Upaya penyehatan yang tengah dilakukan Danantara terhadap BUMN karya dinilai tidak cukup hanya mengandalkan restrukturisasi utang.
Pengamat Ekonomi dari Indonesia Strategic and Economic Action Institution (ISEAI) Ronny P. Sasmita menilai, akar persoalan yang membelit perusahaan konstruksi pelat merah justru berada pada tata kelola dan keputusan investasi yang telah berlangsung selama bertahun-tahun.

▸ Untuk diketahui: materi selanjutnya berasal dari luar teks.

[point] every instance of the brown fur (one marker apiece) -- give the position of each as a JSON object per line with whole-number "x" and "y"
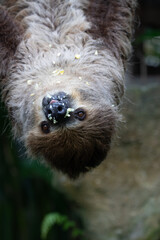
{"x": 10, "y": 37}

Restrukturisasi utang saja tidak cukup jika tidak diikuti perombakan model bisnis secara fundamental,”
kata Ronny kepada Owrite, Selasa, 4 Agustus 2026.
Akumulasi Keputusan Bisnis


Ia mengatakan, persoalan yang terjadi di BUMN karya bukan semata-mata dipicu perlambatan industri konstruksi, melainkan akumulasi keputusan bisnis yang tidak disiplin secara finansial.
Jika ditanya apakah ini murni faktor bisnis atau tata kelola, jawabannya jelas kombinasi, tetapi saya cenderung menilai persoalan tata kelola dan pengambilan keputusan masa lalu sangat dominan,”
ujarnya.
Menurutnya, selama ini banyak keputusan investasi dilakukan untuk mempercepat pembangunan, bukan berdasarkan perhitungan risiko dan tingkat pengembalian (risk-return calculation) yang sehat.
Di sisi lain, praktik ekspansi yang terlalu agresif, lemahnya manajemen proyek, serta ketergantungan pada pembiayaan utang semakin memperburuk kondisi keuangan perusahaan.
Kerugian yang terjadi bukan hanya akibat siklus industri konstruksi, tetapi juga konsekuensi dari akumulasi keputusan yang tidak disiplin secara finansial,”
bebernya.
Perubahan Model Bisnis


Karena itu, ia menilai penyehatan BUMN karya harus dibarengi dengan perubahan model bisnis dan perbaikan tata kelola agar persoalan serupa tidak kembali terulang.
Sebelumnya, Kepala Badan Pengaturan (BP) BUMN sekaligus Chief Operating Officer (COO) Danantara Dony Oskaria mengakui kondisi keuangan sejumlah BUMN masih menghadapi tekanan berat.
Ia mengatakan proses penyehatan harus dilakukan secara bertahap karena keterbatasan sumber daya.
Dony juga mengungkapkan persoalan serupa terjadi di sektor properti. Ia mencontohkan PT PP Properti Tbk yang harus melakukan impairment aset dalam jumlah besar sebelum dapat dipulihkan.
Empat emiten BUMN konstruksi, yakni PT Wijaya Karya (Persero) Tbk (WIKA), PT PP (Persero) Tbk (PTPP), PT Adhi Karya (Persero) Tbk (ADHI), dan PT Waskita Karya Tbk (WSKT), tercatat membukukan rugi bersih sepanjang 2025.
Total kerugian keempat perusahaan tersebut mencapai sekitar Rp25,1 triliun, dengan beban utang yang masih tinggi dan diperkirakan masih berlanjut pada 2026.